The difference between the derived causal effect RDCausal and the associational effect RDAssociational leads to the famous ‘association is not causation’ adage. Likely because of this adage, many researchers in HSR avoid any causal terminology, especially when they use ‘only’ observational data (Hernán 2018). They argue that the above comparison of outcomes between an ‘intervention’ and a ‘control’ region does not allow for any causal conclusions because the regions differ in several ways, for example, due to the case mix of treated patients, the skill-grade mix of medical personnel or the availability of health care services. When a study design randomly allocates patients before hospital entry to either the HM region or the control region (and patients and health care providers perfectly comply with that assignment), researchers would interpret statistical findings as causal. But in fact, many studies in HSR are observational studies without a random allocation of patients to treatment groups. Still, often only ‘descriptive’ and ‘modeling’ approaches are then used to support decision-making in health systems, even if the background is inherently causal. Whether the reported effect measure should be used from a causal inference approach or from descriptive and modeling approaches strongly depends on the intended HSR question.

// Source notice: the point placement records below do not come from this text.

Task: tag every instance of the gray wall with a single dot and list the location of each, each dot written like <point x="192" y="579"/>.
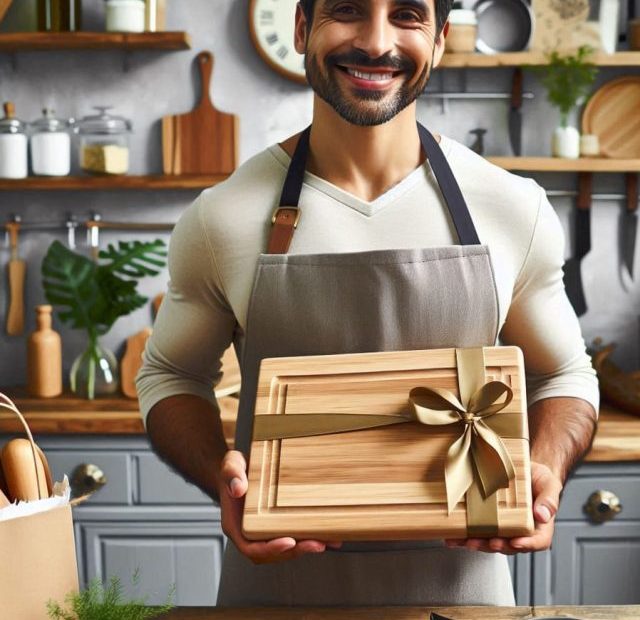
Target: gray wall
<point x="144" y="86"/>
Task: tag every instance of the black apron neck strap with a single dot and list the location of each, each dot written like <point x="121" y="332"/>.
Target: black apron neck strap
<point x="448" y="185"/>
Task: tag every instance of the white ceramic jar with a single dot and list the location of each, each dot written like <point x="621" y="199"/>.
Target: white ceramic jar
<point x="125" y="15"/>
<point x="50" y="146"/>
<point x="13" y="145"/>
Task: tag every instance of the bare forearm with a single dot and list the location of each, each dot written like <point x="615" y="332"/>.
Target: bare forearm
<point x="561" y="432"/>
<point x="186" y="432"/>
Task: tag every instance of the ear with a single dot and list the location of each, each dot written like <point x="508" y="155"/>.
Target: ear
<point x="439" y="45"/>
<point x="300" y="33"/>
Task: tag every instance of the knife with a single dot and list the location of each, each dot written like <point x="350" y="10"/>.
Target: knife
<point x="582" y="245"/>
<point x="515" y="113"/>
<point x="630" y="222"/>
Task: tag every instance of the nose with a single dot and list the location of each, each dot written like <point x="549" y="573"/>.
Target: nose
<point x="375" y="35"/>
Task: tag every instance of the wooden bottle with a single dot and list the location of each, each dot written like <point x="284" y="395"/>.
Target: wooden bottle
<point x="44" y="357"/>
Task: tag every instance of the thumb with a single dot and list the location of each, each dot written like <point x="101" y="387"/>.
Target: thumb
<point x="546" y="490"/>
<point x="233" y="473"/>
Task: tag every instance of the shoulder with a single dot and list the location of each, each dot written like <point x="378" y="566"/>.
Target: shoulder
<point x="496" y="197"/>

How can researchers integrate ‘causality’ in HSR? Our above introduced components of a framework for causal inference is the backbone for modern causal inference. Modern causal inference allows for inference which mimics a situation as if patients would have been assigned by random allocation, despite using an observational study design. Topics for recent calls of causal inference approaches in HSR include, for example, comparative effectiveness research, payment scheme evaluations, health care utilization or the use of simulation studies (see Table 2). Principles of modern causal inference are described and explained in several textbooks (van der Laan and Sherri 2011; Pearl et al. 2016; Hernán and Robins 2020).

Table 2 Selected study examples using causal inferences approaches in health services research

Discussion

In the present Hints and Kinks, we introduced components for a principled framework for causal inference in HSR. Because ‘causal inference’ is conceptually different from ‘description’ or ‘modeling’, HSR needs the integration of a causal inference framework which includes a specific notation, definitions and analysis techniques to extend the traditional tasks of ‘description’ and ‘modeling’. Public health decision-making which solely relies on associational effect measures might lead to inappropriate decisions because questions about optimal decision-making are inherently causal. We plea that students and researchers in the field of HSR are aware of the different available frameworks to successfully address ‘description’, ‘modeling’ and ‘causal inference’, depending on the intended research question.